Given the profound impact myopia has on an individual’s long-term health and that it is an incredibly widespread condition, additional interventions are needed to help mitigate the prevalence and severity of this condition.2

Our

NVK002

Program

The visual dysfunction and cost of managing myopia-related complications have become a heavy burden on patients and society at large.
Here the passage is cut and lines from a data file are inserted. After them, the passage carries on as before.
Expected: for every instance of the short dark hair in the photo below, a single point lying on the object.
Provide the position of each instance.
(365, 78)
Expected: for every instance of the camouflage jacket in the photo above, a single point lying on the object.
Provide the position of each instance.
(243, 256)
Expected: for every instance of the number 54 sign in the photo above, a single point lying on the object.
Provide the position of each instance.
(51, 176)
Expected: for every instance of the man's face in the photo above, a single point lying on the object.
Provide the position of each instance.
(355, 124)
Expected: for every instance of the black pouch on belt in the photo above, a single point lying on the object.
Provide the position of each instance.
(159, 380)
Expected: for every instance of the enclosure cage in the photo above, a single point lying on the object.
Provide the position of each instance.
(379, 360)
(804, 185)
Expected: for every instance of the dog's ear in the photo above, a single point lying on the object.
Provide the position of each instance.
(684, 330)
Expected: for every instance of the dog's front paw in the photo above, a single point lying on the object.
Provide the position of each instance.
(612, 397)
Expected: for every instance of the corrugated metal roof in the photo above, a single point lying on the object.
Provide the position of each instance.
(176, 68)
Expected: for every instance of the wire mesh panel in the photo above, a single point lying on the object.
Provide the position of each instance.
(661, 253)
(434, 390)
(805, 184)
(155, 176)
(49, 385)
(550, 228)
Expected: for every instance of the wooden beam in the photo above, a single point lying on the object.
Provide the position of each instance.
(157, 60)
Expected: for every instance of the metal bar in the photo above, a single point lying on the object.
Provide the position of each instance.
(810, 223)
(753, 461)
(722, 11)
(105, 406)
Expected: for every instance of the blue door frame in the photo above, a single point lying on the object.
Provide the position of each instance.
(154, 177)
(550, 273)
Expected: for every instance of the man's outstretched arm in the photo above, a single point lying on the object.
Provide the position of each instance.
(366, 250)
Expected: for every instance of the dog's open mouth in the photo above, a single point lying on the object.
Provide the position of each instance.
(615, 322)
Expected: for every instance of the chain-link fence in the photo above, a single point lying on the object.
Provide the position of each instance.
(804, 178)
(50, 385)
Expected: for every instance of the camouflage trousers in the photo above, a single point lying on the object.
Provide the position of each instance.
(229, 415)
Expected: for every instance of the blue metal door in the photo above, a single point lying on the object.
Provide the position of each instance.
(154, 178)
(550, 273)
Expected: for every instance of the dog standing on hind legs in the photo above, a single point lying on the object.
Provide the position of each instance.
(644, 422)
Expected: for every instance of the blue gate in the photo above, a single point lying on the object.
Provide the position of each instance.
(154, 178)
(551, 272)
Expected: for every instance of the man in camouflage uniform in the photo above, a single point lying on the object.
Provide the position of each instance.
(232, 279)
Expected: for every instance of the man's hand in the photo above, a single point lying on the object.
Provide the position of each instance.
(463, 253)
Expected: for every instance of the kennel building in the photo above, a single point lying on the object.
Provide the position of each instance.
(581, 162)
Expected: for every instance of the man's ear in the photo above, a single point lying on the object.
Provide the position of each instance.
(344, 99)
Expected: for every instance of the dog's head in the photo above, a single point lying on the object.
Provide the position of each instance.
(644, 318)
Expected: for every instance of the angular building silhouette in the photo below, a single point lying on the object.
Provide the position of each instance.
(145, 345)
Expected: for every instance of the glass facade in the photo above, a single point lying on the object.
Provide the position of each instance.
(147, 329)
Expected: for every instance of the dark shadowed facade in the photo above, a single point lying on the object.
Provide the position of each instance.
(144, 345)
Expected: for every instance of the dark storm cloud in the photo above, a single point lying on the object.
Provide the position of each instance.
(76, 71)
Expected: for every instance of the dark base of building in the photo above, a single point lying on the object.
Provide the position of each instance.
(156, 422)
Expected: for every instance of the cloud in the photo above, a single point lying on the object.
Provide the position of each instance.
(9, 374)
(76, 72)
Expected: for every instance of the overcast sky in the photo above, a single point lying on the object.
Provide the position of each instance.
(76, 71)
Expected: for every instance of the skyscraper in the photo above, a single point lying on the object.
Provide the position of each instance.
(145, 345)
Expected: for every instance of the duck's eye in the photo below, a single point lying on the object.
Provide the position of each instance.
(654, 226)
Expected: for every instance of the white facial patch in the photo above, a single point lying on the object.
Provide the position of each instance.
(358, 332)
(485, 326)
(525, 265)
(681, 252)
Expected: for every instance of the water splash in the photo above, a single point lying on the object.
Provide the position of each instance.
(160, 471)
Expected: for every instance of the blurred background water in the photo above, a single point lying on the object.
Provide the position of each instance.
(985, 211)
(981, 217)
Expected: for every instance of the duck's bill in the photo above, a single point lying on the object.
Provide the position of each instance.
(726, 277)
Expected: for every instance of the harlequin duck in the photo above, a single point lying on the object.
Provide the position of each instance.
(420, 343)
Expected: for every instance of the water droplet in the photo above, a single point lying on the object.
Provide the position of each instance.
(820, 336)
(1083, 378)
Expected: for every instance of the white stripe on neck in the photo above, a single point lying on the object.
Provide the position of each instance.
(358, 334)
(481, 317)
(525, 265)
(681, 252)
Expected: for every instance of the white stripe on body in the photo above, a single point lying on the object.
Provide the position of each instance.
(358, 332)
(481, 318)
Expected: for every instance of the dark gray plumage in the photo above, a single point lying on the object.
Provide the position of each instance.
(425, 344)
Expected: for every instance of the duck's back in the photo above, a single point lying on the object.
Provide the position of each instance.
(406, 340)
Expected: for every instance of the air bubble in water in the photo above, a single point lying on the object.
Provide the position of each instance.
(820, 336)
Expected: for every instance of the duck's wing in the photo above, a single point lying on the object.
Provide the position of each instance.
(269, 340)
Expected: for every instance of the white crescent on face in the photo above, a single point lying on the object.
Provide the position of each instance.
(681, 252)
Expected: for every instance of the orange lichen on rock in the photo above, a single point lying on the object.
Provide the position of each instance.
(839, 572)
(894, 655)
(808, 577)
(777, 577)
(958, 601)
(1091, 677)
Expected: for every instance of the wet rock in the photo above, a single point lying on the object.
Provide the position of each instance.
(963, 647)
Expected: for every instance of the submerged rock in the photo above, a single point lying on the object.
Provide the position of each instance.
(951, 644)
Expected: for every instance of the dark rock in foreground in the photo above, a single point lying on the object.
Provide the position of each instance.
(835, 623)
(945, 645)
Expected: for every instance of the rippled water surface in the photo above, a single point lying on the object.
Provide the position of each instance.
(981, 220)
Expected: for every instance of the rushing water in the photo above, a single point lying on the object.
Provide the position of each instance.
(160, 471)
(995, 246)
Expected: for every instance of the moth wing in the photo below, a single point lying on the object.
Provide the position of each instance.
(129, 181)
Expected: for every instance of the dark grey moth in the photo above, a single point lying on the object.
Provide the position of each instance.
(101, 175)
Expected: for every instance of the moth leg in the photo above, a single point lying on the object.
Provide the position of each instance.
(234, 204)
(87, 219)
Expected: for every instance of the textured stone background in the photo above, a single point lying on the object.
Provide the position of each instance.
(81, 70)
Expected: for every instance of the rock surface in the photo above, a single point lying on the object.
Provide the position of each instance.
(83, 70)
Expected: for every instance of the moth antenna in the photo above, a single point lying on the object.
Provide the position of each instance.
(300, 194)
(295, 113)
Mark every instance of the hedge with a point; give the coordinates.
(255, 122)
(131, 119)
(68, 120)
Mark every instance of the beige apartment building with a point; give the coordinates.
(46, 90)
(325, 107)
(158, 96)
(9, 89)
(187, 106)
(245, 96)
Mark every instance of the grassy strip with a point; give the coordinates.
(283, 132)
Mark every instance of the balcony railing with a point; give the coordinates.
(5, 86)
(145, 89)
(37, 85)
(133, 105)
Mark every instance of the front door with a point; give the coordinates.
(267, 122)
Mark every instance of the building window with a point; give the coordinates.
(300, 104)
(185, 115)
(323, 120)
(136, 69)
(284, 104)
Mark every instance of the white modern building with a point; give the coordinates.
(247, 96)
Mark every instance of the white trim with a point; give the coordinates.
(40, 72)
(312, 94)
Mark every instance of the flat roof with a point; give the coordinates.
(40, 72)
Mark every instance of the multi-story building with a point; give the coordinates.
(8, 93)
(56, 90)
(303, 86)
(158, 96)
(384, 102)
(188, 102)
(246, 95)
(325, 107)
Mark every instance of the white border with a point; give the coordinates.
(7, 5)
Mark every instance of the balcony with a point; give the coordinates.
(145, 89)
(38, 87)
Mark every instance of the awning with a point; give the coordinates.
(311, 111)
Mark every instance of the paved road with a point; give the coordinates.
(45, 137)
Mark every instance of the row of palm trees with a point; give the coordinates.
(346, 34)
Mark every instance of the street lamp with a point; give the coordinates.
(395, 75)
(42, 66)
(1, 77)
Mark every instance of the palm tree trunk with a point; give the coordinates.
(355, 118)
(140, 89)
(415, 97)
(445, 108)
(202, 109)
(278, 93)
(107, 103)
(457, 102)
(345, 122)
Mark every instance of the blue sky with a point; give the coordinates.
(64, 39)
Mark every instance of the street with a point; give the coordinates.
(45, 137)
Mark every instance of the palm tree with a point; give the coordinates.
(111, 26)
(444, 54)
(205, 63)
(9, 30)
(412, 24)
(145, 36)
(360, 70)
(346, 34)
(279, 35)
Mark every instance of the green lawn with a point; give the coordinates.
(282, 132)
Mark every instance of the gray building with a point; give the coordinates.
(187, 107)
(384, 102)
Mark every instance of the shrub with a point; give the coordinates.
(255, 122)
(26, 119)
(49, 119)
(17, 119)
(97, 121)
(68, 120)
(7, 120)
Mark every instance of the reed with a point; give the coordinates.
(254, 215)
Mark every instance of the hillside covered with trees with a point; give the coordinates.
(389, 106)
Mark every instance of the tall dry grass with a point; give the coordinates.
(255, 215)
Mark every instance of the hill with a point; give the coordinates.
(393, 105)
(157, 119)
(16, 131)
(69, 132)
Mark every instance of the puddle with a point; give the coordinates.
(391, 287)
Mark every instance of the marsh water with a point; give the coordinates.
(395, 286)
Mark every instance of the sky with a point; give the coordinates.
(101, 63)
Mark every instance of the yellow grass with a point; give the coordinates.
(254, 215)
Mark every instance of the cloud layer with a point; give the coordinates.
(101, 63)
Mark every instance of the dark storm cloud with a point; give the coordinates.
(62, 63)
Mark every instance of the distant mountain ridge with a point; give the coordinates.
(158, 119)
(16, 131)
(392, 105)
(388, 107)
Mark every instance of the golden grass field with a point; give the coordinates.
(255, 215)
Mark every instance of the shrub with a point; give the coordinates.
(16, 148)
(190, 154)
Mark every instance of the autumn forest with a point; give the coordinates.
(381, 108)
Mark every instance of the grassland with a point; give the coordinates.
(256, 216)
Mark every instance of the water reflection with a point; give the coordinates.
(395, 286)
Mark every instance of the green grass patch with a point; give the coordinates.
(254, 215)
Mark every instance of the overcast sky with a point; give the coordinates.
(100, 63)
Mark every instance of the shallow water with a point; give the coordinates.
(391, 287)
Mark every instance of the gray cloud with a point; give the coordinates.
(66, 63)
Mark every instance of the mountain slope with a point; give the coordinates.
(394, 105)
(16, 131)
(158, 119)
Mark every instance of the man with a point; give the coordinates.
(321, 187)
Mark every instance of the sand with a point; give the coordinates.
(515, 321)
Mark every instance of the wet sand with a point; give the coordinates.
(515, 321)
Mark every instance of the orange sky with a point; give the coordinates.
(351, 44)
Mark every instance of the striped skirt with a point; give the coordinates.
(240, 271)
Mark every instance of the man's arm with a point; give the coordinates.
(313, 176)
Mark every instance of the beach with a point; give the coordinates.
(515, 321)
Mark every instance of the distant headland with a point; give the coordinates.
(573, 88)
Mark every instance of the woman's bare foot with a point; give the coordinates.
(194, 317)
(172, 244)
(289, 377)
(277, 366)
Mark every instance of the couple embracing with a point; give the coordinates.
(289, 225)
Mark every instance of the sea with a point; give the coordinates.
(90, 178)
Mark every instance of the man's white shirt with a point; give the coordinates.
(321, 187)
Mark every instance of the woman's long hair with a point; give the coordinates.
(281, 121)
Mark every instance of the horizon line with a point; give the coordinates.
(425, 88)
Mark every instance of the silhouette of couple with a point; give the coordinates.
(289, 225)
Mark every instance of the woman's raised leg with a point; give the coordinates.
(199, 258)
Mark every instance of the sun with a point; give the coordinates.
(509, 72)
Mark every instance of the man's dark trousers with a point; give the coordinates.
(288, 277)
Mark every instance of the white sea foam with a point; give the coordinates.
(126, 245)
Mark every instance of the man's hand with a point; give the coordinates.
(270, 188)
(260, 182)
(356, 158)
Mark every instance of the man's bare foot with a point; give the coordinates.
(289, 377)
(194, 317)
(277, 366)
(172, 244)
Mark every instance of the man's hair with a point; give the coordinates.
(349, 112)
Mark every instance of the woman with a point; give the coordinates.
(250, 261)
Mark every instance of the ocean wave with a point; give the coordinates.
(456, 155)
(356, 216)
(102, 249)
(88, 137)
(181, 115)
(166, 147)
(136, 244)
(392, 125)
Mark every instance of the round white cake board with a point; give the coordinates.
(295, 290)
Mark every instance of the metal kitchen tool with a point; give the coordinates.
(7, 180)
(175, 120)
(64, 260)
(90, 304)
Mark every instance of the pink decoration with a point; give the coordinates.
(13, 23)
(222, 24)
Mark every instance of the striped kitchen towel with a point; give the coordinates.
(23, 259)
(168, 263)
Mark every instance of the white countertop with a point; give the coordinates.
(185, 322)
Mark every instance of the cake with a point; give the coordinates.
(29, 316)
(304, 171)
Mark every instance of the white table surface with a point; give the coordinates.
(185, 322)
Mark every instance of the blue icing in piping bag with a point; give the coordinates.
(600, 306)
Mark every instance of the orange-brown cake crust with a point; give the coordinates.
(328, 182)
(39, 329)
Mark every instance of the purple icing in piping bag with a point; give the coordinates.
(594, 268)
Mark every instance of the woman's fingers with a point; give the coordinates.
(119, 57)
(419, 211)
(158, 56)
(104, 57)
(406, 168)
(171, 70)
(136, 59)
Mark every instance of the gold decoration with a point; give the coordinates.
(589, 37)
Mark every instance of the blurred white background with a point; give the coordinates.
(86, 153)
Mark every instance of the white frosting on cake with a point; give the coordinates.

To reduce myopia progression, low-concentration atropine eye drops are a promising therapy.7

Atropine for myopia addresses the anatomic changes (i.e., longer ocular axial length) associated with myopia progression, which cannot be easily achieved with spectacles or contact lenses.8

 NVK002 is an investigational, preservative-free, low-dose atropine eye drop, using Vyluma’s proprietary technology to address stability, tolerability, and safety. The CHAMP (Childhood Atropine for Myopia Progression) study includes children ages three to 17 and administration is a single drop to both eyes, nightly. The CHAMP study is currently testing two concentrations in the United States and Europe. Preliminary results of the phase III, four-year study, are expected in late 2022 and full results one year later.

References

  1. American Optometric Association. Myopia (Nearsightedness). Accessed 6/4/2021.
  2. American Academy of Ophthalmology. Myopia Control in Children. Accessed 6/4/2021.
  1. Wu W, Xie Y, Liu X, et al. Analysis of Scientific Collaboration Networks among Authors, Institutions, and Countries Studying Adolescent Myopia Prevention and Control: A Review Article.Iran J Public Health. 2019;48(4):621-631.
  2. Lawrenson JG, Dhakal R, Verkicharla PK, Shah R, Huntjens B, Downie LE, Kernohan A, Li  T, Virgili  G, Walline  JJ. Interventions for myopia control in children: a living systematic review and network meta‐ Cochrane Database of Systematic Reviews 2021, Issue 4. Art. No.: CD014758. DOI: 10.1002/14651858.CD014758.
  3. Noel A. Brennan, Youssef M. Toubouti, Xu Cheng, Mark A. Bullimore. Efficacy in myopia control, Progress in Retinal and Eye Research. 2020;100923.
  4. Theophanous C, Modjtahedi BS, Batech M, Marlin DS, Luong TQ, Fong DS. Myopia prevalence and risk factors in children. Clin Ophthalmol. 2018;12:1581-1587. Published 2018 Aug 29. doi:10.2147/OPTH.S164641.
  5. Fen Fen Li, Yuzhou Zhang, Xiujuan Zhang, Benjamin Hon Kei Yip, Shu Min Tang, Ka Wai Kam, Alvin L. Young, Li Jia Chen, Clement C. Tham, Chi Pui Pang, Jason C. Yam. Age Effect on Treatment Responses to 0.05%, 0.025%, and 0.01% Atropine: Low-Concentration Atropine for Myopia Progression Study. Ophthalmology, 2021.
  6. Modjtahedi BS, Abbott RL, Fong DS, Lum F, Tan D; Task Force on Myopia. Reducing the Global Burden of Myopia by Delaying the Onset of Myopia and Reducing Myopic Progression in Children: The Academy’s Task Force on Myopia. Ophthalmology. 2021 Jun;128(6):816-826. doi: 10.1016/j.ophtha.2020.10.040. Epub 2020 Dec 30. PMID: 33388160.